Jagitsch came back to art for one reason:

“Plain and simple, COVID,” Jagitsch said. “There was a lot of down time, obviously.”

Jagitsch’s wife is an elementary school teacher who worked at home during the pandemic. She basically told him he needed a hobby.

“I had been away from it so long, once I got going it was all kind of welled up in me — you had this release,” he said.

Rather than dwell on how much time had passed, Jagitsch pressed full steam ahead. He found drawing to be like riding a bike, an atrophied muscle that quickly strengthened.

"I've had people ask me, 'Where do you think you'd be if you'd kept going with this?'" Jagitsch said. "Why would I even worry about that? You can't do anything about that. I'm embracing what I'm doing now and moving forward from there."

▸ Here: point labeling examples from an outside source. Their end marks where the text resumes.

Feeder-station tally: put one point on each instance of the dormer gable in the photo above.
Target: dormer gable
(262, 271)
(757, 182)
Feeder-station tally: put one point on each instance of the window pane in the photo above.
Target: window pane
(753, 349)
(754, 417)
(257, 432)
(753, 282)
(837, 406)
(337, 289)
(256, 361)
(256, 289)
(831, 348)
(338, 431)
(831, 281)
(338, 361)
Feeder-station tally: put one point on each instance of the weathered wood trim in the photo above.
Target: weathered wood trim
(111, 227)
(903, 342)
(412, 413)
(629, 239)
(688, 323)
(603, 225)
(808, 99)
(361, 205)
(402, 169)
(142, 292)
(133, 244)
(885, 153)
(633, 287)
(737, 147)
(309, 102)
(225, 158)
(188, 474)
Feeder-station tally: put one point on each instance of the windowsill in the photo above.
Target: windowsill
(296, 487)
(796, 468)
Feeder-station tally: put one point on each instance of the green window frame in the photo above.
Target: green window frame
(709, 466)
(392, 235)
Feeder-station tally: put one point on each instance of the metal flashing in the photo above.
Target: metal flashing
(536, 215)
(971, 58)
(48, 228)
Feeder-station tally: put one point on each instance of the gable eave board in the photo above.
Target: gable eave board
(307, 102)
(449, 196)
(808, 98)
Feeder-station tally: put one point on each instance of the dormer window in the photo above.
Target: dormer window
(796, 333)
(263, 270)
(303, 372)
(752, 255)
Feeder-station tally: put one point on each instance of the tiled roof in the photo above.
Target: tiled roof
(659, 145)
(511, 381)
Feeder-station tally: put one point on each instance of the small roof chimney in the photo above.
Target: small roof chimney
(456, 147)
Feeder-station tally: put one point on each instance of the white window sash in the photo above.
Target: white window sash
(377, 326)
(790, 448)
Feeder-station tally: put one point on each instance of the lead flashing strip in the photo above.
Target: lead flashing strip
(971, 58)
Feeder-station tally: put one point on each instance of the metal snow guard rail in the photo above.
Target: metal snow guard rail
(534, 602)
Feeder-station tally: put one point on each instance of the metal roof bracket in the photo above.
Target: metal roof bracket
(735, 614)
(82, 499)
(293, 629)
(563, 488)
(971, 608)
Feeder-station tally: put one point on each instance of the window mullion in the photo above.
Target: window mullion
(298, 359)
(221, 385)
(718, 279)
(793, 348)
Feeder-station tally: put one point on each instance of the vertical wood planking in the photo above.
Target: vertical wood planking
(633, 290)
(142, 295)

If Decorie and Jagitsch share similar narratives as latecomers to the professional art scene, there are a few aesthetic similarities, too.

In the Dolan gallery at the arts center, Decorie picked a decisive collection of images zoomed in on classic cars. For the most part, they are black and white with the occasional red taillight. Decorie categorizes these as “fronts and backs…”

“Which are basically the best parts of most vehicles,” he said.

Jagitsch’s show, titled “One White Pencil,” employs a technique called reverse drawing — white pencil on black paper. It’s something he learned in art class as a kid.

“I was 13 years old the first time I did it,” said Jagitsch. “It’s not a completely rare medium. But it’s unique enough that a lot of people don’t see it all the time.”

Jagitsch’s many subjects — wildlife, portraits, and this writer’s favorite, a sunflower — are captured by this singular drawing technique.

In short, there is a whole lot of black and white going on at the McLean County Arts Center. For those in need of color, the Brandt Gallery is currently host to a fantastic collection by local artists.

Works by Matt Jagitsch and Rick Decorie are on display through Feb. 28 at the McLean County Arts Center., 601 N. East St., Bloomington. Admission is free.